Subo al Huerto tarde y con desgana, sólo por cumplir la promesa de acudir a la celebración de dos cumpleaños. Voy ligero de esperanzas y con un atillo de dudas: con este clima inclemente seguro que no sube nadie; ¿por qué tienen que venir en el día de su nacimiento, con humedades y frío, si pueden celebrarlo en casa con los suyos o los amigos, calentitos y contentos? Cuando me encuentro cerca, entre las brumas de esta mañana de grisácea monotonía atisbo ya de reojo presencias multicolores. Me aproximo. La escena se configura en un sorprendente realismo mágico: tras una cortina de granizo fino que cae en ese momento, en torno a una mesa con restos de nieve, cuatro siluetas sonrientes, y amparadas en granates, esmeraldas, azulados, albos y amarillos, escancian sidra que elevan en brindis a la intemperie, al cielo o, tal vez, a los dioses de la tierra. ¡Ay…, quién pudiera transmitir la sensación de ese momento!

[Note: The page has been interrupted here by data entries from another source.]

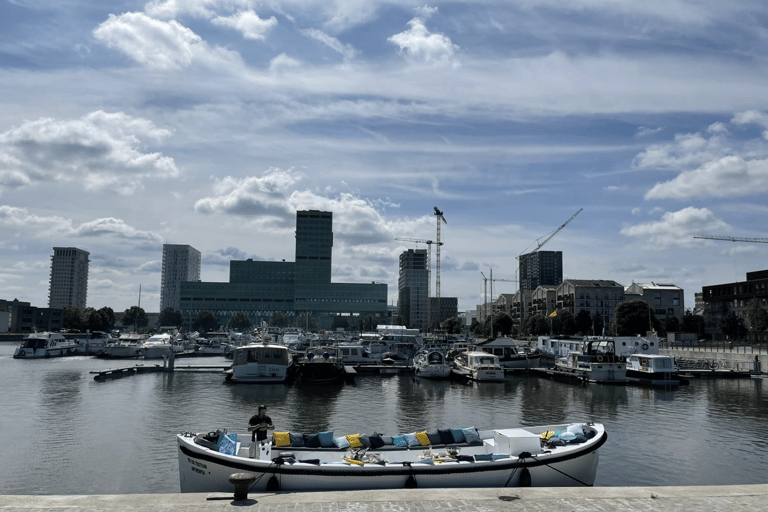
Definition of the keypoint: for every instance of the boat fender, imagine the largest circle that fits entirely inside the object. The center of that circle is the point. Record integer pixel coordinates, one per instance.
(273, 485)
(525, 478)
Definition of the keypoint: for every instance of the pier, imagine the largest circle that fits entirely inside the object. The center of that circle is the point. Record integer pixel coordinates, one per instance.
(734, 498)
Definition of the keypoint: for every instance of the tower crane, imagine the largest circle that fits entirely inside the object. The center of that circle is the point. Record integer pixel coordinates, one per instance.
(522, 258)
(439, 217)
(733, 238)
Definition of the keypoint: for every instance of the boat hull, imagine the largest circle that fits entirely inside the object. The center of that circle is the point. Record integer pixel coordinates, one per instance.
(203, 470)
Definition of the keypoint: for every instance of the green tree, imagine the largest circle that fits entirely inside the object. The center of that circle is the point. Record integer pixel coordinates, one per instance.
(205, 322)
(170, 317)
(239, 322)
(278, 319)
(635, 317)
(135, 316)
(73, 318)
(755, 317)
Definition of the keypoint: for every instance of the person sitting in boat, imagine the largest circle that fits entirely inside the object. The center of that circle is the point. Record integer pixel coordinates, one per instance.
(259, 424)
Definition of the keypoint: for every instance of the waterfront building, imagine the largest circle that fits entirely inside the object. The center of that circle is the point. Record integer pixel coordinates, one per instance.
(413, 288)
(597, 297)
(720, 299)
(259, 289)
(181, 263)
(666, 300)
(541, 268)
(69, 277)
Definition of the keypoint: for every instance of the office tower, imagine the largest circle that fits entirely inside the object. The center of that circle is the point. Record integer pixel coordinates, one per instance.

Lo que viene después es más sencillo de describir. El acomodarnos en el refugio con mesa y mantel cubierto de viandas: la jugosa tortilla hecha con huevos de gallinas felices; el queso fresco que se disuelve en el paladar, dejando aromas a recental; el pan dorado y crujiente; los frutos secos y un condumio de gustillo exótico y extraño nombre que aportan los dos postreros comensales; y (que me perdonen las ausentes) la tarta!: escarchados dátiles flotando en un mar de chocolate derretido en su justa textura, como para pringarse los dedos y perderse en éxtasis de sabores mientras zampamos el jugoso bizcocho que lo sustenta. Todo ello regado, a más de la sidra, con sosegadas y repetidas libaciones de un portentoso “rioja”.
Así, concluido el festín, con la sonrisa desbordada y la cabeza templada, fuimos descendiendo sin hacer caso al lamento de los pies a punto de congelación. Y lo dejo, antes de que me salga un mal verso.